Perhaps this is a better metaphor:
The experience of participating in a conversation has an internal and an 'external' aspect. The internal aspect is the phenomenological space of the speaker (the 'first person') and the external aspect is the world projected in the public sharing - the conversation itself. Or, perhaps, in the 'ideolect' the conversation employs - the local language agreed, by experiment, between the speakers.
This text is an element of the ideolect that I share with the reader. You. If you are reading this.
(One of the odd things about textual language is the presumption of asynchronous, ambiguously defined participation. Another confusion for another day.)
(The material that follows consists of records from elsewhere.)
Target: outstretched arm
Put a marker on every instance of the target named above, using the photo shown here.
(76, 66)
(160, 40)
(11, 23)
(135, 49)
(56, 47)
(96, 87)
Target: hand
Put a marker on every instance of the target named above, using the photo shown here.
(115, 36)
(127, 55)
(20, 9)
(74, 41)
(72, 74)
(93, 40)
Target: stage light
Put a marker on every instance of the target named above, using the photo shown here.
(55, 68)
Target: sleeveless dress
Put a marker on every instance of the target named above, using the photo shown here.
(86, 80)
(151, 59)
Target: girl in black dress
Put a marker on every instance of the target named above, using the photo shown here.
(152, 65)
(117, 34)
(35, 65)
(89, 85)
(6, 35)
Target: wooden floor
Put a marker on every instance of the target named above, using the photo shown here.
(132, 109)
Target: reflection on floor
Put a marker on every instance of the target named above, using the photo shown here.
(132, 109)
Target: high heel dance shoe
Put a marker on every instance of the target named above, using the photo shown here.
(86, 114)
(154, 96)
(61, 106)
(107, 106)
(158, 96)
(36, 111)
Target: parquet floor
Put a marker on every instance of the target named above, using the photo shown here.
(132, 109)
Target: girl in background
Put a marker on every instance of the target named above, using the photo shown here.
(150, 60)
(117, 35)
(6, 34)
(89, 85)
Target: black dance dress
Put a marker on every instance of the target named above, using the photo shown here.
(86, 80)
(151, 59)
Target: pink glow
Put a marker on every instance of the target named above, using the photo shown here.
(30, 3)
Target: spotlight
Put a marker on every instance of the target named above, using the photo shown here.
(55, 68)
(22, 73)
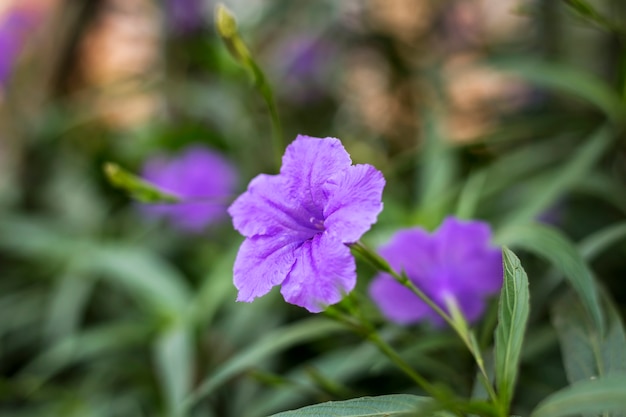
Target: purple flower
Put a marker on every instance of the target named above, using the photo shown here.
(297, 224)
(202, 178)
(185, 15)
(456, 262)
(13, 30)
(304, 63)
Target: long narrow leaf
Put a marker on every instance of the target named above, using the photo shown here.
(586, 353)
(394, 405)
(554, 186)
(550, 244)
(590, 396)
(273, 343)
(565, 78)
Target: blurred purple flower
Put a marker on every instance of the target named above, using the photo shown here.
(297, 224)
(205, 179)
(303, 65)
(457, 261)
(14, 28)
(185, 16)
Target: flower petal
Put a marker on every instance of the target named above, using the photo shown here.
(323, 273)
(265, 209)
(262, 262)
(397, 302)
(307, 164)
(412, 251)
(461, 240)
(354, 201)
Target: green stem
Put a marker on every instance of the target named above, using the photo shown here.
(457, 322)
(370, 333)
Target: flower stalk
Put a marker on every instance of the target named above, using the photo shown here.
(455, 320)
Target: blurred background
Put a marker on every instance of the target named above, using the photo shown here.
(487, 109)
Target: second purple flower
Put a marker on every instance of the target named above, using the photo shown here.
(297, 224)
(455, 263)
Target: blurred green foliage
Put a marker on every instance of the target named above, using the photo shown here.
(106, 313)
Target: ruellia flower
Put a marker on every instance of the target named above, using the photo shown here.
(298, 224)
(457, 263)
(203, 179)
(14, 28)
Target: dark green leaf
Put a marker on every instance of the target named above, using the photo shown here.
(596, 396)
(557, 183)
(552, 245)
(587, 353)
(383, 406)
(271, 344)
(173, 354)
(565, 78)
(136, 187)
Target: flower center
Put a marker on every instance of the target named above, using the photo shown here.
(317, 223)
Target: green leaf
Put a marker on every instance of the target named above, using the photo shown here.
(68, 302)
(145, 275)
(562, 77)
(587, 353)
(594, 244)
(552, 245)
(93, 343)
(382, 406)
(438, 169)
(274, 342)
(596, 396)
(556, 184)
(589, 13)
(513, 313)
(136, 187)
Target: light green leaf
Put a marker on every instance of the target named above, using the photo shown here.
(587, 353)
(394, 405)
(68, 302)
(594, 244)
(590, 396)
(513, 312)
(145, 275)
(438, 169)
(567, 79)
(136, 187)
(173, 354)
(552, 245)
(274, 342)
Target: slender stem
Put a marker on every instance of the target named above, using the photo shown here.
(369, 332)
(227, 29)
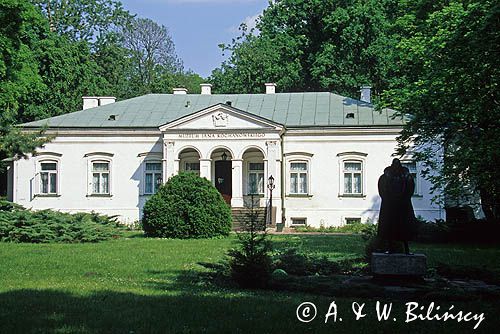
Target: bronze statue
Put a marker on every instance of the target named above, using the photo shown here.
(396, 219)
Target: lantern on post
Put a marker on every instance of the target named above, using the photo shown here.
(270, 186)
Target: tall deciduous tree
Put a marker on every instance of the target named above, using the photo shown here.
(21, 30)
(152, 53)
(449, 70)
(311, 45)
(87, 20)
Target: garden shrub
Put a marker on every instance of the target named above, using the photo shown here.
(250, 263)
(348, 228)
(187, 206)
(45, 226)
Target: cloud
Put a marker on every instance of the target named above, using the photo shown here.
(250, 22)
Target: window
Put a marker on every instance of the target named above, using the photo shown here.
(152, 177)
(100, 177)
(193, 167)
(299, 221)
(349, 221)
(353, 177)
(412, 167)
(48, 177)
(256, 178)
(298, 178)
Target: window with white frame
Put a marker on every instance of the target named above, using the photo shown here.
(299, 221)
(152, 176)
(192, 167)
(100, 177)
(299, 179)
(48, 177)
(352, 220)
(256, 178)
(412, 167)
(353, 177)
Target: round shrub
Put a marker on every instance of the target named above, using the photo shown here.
(187, 206)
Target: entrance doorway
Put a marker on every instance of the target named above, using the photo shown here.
(223, 179)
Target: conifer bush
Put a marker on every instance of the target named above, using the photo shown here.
(187, 206)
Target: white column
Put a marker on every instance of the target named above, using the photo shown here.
(169, 160)
(206, 168)
(177, 166)
(237, 182)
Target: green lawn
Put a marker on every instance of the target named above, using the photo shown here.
(138, 285)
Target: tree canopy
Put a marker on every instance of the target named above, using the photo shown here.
(436, 62)
(53, 52)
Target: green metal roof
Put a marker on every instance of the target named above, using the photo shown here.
(290, 109)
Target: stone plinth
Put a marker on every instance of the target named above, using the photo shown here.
(399, 264)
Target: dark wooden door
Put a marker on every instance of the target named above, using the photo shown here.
(223, 179)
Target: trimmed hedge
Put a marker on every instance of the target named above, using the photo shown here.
(20, 225)
(187, 206)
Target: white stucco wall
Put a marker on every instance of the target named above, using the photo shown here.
(325, 204)
(126, 174)
(127, 150)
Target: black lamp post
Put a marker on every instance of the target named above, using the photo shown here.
(270, 186)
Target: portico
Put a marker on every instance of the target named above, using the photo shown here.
(237, 151)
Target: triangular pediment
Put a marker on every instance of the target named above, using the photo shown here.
(221, 117)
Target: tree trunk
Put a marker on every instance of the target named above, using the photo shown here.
(490, 205)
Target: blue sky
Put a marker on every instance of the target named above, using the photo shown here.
(199, 26)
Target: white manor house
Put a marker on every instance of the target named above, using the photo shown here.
(324, 151)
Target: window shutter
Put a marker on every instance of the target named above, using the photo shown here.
(142, 182)
(35, 186)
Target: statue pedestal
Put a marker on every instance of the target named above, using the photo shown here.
(397, 264)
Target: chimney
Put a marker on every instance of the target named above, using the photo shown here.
(366, 94)
(180, 91)
(270, 88)
(103, 100)
(96, 101)
(206, 89)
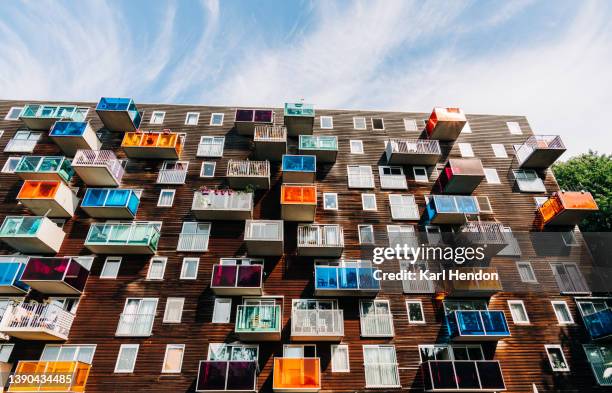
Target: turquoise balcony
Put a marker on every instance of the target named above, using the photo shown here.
(119, 114)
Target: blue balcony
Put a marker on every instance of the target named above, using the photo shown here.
(478, 325)
(119, 114)
(110, 203)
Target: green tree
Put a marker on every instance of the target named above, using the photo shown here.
(590, 172)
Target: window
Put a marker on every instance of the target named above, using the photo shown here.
(327, 122)
(340, 359)
(208, 169)
(415, 311)
(526, 272)
(192, 118)
(157, 268)
(166, 198)
(126, 359)
(174, 310)
(356, 147)
(556, 358)
(189, 269)
(518, 312)
(499, 150)
(330, 201)
(110, 270)
(173, 359)
(222, 310)
(216, 119)
(368, 202)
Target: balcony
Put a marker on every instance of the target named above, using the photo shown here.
(165, 144)
(55, 276)
(123, 238)
(478, 325)
(31, 234)
(42, 117)
(227, 376)
(462, 376)
(296, 375)
(460, 176)
(299, 169)
(324, 147)
(413, 151)
(445, 124)
(44, 168)
(222, 205)
(237, 280)
(567, 208)
(71, 136)
(242, 173)
(36, 321)
(539, 151)
(259, 322)
(52, 198)
(98, 167)
(110, 203)
(264, 237)
(245, 120)
(319, 240)
(78, 372)
(270, 142)
(298, 202)
(119, 114)
(299, 118)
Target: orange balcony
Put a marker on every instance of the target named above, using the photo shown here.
(52, 198)
(567, 208)
(297, 375)
(298, 202)
(165, 144)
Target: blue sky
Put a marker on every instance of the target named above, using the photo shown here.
(547, 60)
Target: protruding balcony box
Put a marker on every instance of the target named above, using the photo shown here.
(78, 372)
(299, 118)
(55, 276)
(119, 114)
(259, 322)
(567, 208)
(32, 234)
(71, 136)
(445, 124)
(236, 376)
(41, 117)
(413, 151)
(52, 197)
(245, 120)
(539, 151)
(320, 240)
(356, 279)
(299, 169)
(264, 237)
(298, 202)
(98, 167)
(123, 238)
(36, 321)
(165, 144)
(462, 376)
(324, 147)
(237, 280)
(460, 176)
(241, 173)
(222, 205)
(296, 375)
(45, 168)
(110, 203)
(270, 142)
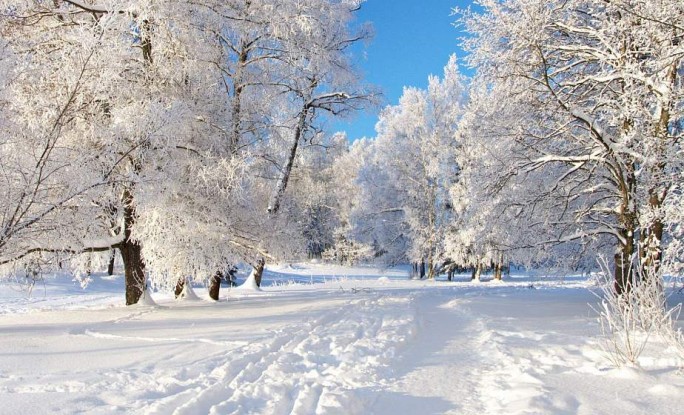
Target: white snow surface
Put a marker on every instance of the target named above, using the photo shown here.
(322, 339)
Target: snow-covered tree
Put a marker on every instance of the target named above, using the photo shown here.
(413, 166)
(601, 84)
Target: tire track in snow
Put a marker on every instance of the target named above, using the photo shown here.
(319, 366)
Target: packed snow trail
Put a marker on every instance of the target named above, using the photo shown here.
(316, 343)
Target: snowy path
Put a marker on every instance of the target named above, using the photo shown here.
(329, 346)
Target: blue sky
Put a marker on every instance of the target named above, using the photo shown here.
(413, 39)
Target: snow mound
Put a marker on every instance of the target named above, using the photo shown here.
(188, 293)
(146, 299)
(249, 284)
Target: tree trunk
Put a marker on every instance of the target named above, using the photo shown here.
(179, 286)
(274, 205)
(498, 268)
(110, 265)
(215, 285)
(134, 271)
(623, 263)
(259, 271)
(131, 253)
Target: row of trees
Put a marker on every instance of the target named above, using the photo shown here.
(167, 130)
(568, 145)
(171, 131)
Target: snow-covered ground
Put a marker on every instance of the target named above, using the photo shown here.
(323, 339)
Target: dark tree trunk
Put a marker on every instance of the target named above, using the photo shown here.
(274, 205)
(131, 253)
(134, 271)
(430, 269)
(623, 263)
(110, 266)
(215, 285)
(259, 271)
(498, 268)
(180, 285)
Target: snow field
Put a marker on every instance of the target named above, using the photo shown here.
(319, 339)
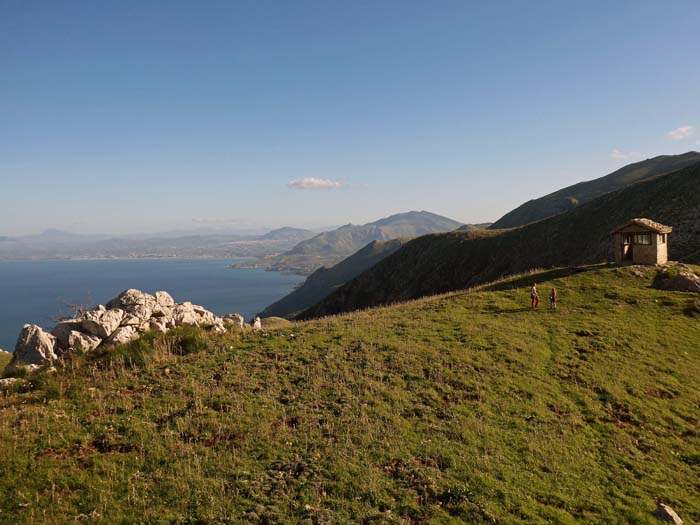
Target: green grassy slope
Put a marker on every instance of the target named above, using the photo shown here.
(4, 359)
(324, 281)
(468, 408)
(438, 263)
(572, 196)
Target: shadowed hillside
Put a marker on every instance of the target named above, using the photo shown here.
(468, 408)
(324, 281)
(329, 248)
(440, 263)
(568, 198)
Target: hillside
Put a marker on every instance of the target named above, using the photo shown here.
(468, 408)
(572, 196)
(56, 244)
(440, 263)
(324, 281)
(329, 248)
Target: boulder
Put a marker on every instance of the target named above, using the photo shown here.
(164, 299)
(130, 298)
(62, 333)
(234, 319)
(204, 315)
(185, 314)
(86, 342)
(34, 348)
(123, 335)
(141, 311)
(158, 325)
(666, 513)
(218, 328)
(102, 323)
(130, 320)
(10, 382)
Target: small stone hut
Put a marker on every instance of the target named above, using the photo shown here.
(642, 241)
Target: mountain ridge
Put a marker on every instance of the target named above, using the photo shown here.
(569, 197)
(329, 248)
(450, 261)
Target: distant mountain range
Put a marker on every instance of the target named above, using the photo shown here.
(54, 243)
(434, 264)
(329, 248)
(568, 198)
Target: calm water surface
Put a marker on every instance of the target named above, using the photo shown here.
(40, 291)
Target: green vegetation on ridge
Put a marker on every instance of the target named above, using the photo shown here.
(324, 281)
(329, 248)
(467, 408)
(568, 198)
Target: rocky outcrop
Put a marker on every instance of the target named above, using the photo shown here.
(11, 382)
(236, 320)
(121, 321)
(35, 348)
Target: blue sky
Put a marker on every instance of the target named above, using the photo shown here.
(132, 116)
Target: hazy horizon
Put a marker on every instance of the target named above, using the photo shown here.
(133, 118)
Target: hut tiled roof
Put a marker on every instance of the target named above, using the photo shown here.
(648, 224)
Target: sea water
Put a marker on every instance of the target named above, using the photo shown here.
(41, 292)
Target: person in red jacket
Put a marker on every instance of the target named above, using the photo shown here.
(534, 296)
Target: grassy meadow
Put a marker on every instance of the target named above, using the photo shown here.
(462, 408)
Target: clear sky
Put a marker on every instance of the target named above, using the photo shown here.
(133, 116)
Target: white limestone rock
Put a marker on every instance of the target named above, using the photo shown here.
(102, 323)
(164, 299)
(86, 342)
(234, 319)
(185, 314)
(62, 333)
(123, 335)
(10, 382)
(158, 325)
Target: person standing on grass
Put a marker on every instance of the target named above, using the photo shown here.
(534, 296)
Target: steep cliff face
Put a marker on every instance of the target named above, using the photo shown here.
(569, 198)
(439, 263)
(324, 281)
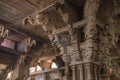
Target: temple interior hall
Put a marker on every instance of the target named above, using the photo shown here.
(59, 39)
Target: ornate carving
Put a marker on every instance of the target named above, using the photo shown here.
(4, 32)
(28, 43)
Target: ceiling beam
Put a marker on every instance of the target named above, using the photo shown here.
(10, 51)
(22, 32)
(7, 59)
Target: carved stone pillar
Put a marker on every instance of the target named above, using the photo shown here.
(73, 72)
(43, 76)
(4, 32)
(91, 52)
(60, 75)
(81, 74)
(89, 75)
(96, 72)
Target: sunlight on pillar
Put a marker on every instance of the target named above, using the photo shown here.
(38, 68)
(53, 65)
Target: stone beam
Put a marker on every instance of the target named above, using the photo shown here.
(11, 51)
(21, 31)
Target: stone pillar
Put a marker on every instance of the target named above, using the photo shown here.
(89, 71)
(73, 72)
(81, 74)
(91, 46)
(60, 75)
(43, 75)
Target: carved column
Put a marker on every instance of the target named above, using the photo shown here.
(4, 32)
(96, 72)
(81, 74)
(73, 72)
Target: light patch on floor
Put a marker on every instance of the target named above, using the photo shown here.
(2, 66)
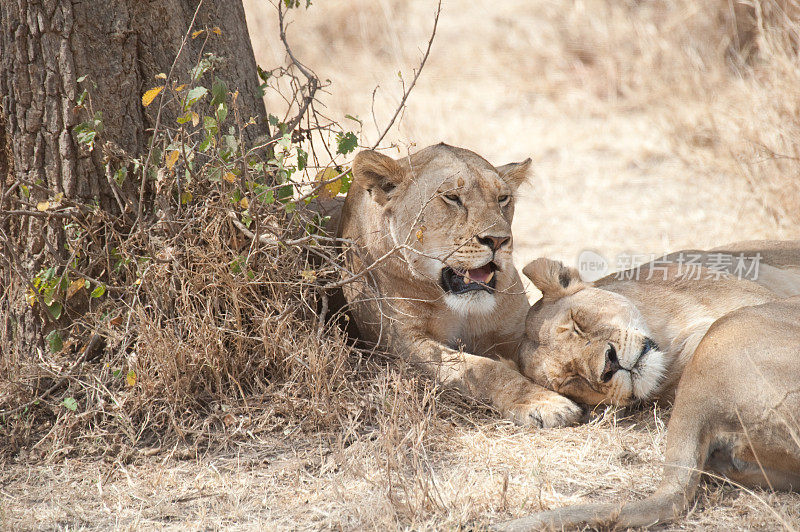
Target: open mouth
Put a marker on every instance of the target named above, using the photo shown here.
(461, 281)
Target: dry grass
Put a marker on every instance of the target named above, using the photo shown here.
(653, 126)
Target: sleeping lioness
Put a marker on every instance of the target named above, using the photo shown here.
(627, 337)
(736, 413)
(434, 281)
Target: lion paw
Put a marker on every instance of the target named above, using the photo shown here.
(545, 411)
We cannot share the 'internal' aspects of our participation. Another asymmetry. When we try, we either fail or make them into a kind of experimental 'external'. But we can't deny them either - it would be incoherent for me to pretend to you that I had no idea what you were talking about when you tried to point to (without describing) your internal world. Such a denial would bring into question my status as an honest and competent interlocutor. You would wonder whether you could actually have a conversation with me.
(The real solution to the 'hard problem' is an elaboration of thoughts along these lines. It is certainly not either a metaphysical or a 'scientific' matter.)
There is (Davidson and Quine) no methodological test that will distinguish between (a) someone speaking a language I do not understand and (b) someone not speaking a language at all. What I mean here is 'no articulable methodological test'. (I think this qualification is necessary.)
(There is something to be said here about what is and is not shared among idiolectical islands, but of course ...)
So here's the picture: of an 'external' world projected by the idiolect, and 'internal' worlds - individual, unshareable, phenomenological spaces. The internal worlds are the 'monads' and the external world is 'reality', at least as devised by science and intelligible narrative. Including 'philosophy', whatever that is.
Any question about how these might 'correspond' makes no sense, because the phenomenological space is exactly the space that cannot be articulated. 'Noumenal' space, perhaps, with a nod to another genius ...
We can get confused here; we have been confused here. By a lot of things: a naive attitude to language, and particularly to how we might theorise about language; the strange experience of hearing our 'thoughts' spoken aloud, which makes us forget their private aspects; a conviction that the 'world out there' is the one we see rather than the one we describe to one another - a conviction that these must be 'the same' in some way, for the whole system to work at all, whereas even the question whether they can be the 'same' cannot be intelligibly asked. What on earth would the answer look like? By what test would it stand or fall?
And, of course, there is the complex, disturbing, transfixing issue of how what we say to each other changes the internal spaces of each of us. People say things to us that make the world look different. This is not always, perhaps even is very rarely, a matter of being presented with a new description, a new encoding.